英文:
`R`/`ggplot2`: Strangeness when combining individual `geom_histogram` layers
问题
I'm striving to replicate aspects of this nice demonstration using R
/ggplot2
.
For the first point (plotting different bin counts) I have managed nicely, but when replicating that approach for the second point (different maxima), it strangely fails and I can't figure out why.
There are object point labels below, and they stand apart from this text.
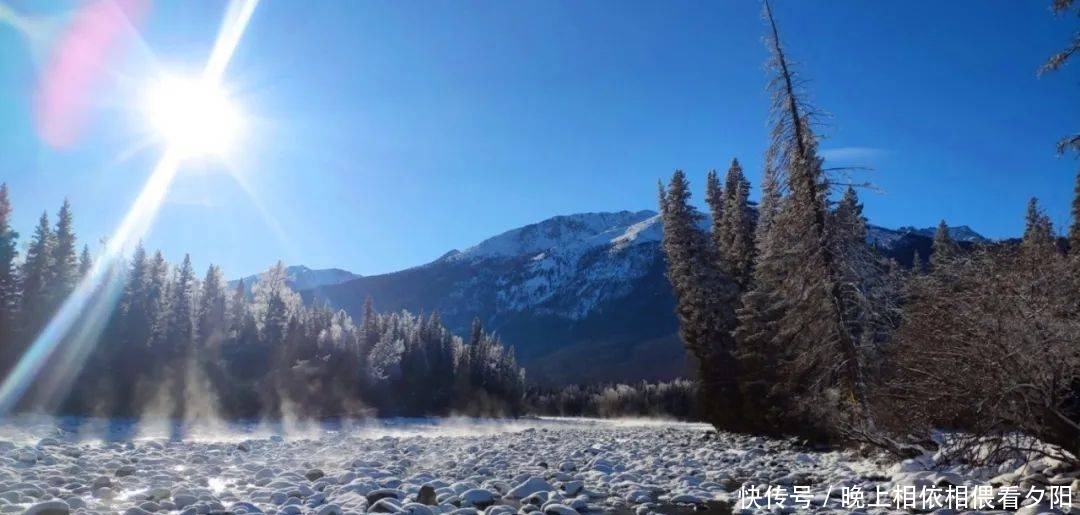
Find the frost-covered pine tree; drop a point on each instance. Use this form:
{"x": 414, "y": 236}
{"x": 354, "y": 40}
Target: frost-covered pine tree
{"x": 36, "y": 276}
{"x": 1075, "y": 227}
{"x": 212, "y": 315}
{"x": 818, "y": 375}
{"x": 64, "y": 271}
{"x": 758, "y": 347}
{"x": 180, "y": 317}
{"x": 9, "y": 282}
{"x": 715, "y": 201}
{"x": 1039, "y": 243}
{"x": 705, "y": 302}
{"x": 84, "y": 261}
{"x": 738, "y": 227}
{"x": 156, "y": 299}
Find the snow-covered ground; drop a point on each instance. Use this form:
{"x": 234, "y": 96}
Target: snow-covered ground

Here's what I do for demonstrating the lack of robustness as pointed out in 2. of the above post:
library(dplyr)
library(ggplot2)
library(magrittr)
requireNamespace("kmed")
# Define the new maxima to be used
maxima <- c(197, 202, 213, 224)
# Replicate the UCI heart data set
m_df <- bind_rows(
replicate(length(maxima), kmed::heart, simplify = FALSE)) %>%
dplyr::mutate(
sm = rep(maxima, each = nrow(kmed::heart)),
fsm = paste("Maximum Edited to:", rep(maxima, each = nrow(kmed::heart)))
)
# Modify the maxima
m_df[which(m_df$thalach == max(m_df$thalach)), "thalach"] <- maxima
# Generate individual geom_histogram layers, forcing an identical number of bins
m_lp_hist <- plyr::llply(maxima, function(b) {
geom_histogram(
data = m_df %>% filter(sm == b),
mapping = aes(x = thalach),
bins = 20
)
})
# Combine the layers
m_p_hist <- Reduce("+", m_lp_hist, init = ggplot2::ggplot())
m_p_hist +
ggplot2::facet_wrap(. ~ fsm, scales = "free_y") +
ggplot2::theme_bw() +
ggplot2::labs(x = "Maximum Heart Rate Achieved", y = "Count")
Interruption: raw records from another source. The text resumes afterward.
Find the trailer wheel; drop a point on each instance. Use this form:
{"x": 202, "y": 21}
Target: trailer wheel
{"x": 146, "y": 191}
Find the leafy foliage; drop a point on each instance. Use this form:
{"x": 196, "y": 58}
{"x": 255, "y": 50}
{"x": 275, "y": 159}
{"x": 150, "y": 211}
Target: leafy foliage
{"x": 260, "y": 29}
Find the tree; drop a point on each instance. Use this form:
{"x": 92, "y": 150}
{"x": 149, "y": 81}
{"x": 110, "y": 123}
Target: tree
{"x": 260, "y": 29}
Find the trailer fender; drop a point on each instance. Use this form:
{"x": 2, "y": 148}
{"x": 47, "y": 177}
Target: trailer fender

When evaluating the resulting plot, the histograms are very similar (!), while stepping through the individual layers generated using ggplot() + m_p_list[[1]]
etc. nicely shows the difference between the layers and thus the effect I intend to demonstrate (lack of robustness in histograms). What is going on here!?
Thanks for any pointers.
英文:
I'm striving to replicate aspects of this nice demonstration using R
/ggplot2
.
For the first point (plotting different bin counts) I have managed nicely, but when replicating that approach for the second point (different maxima), it strangely fails and I can't figure out why.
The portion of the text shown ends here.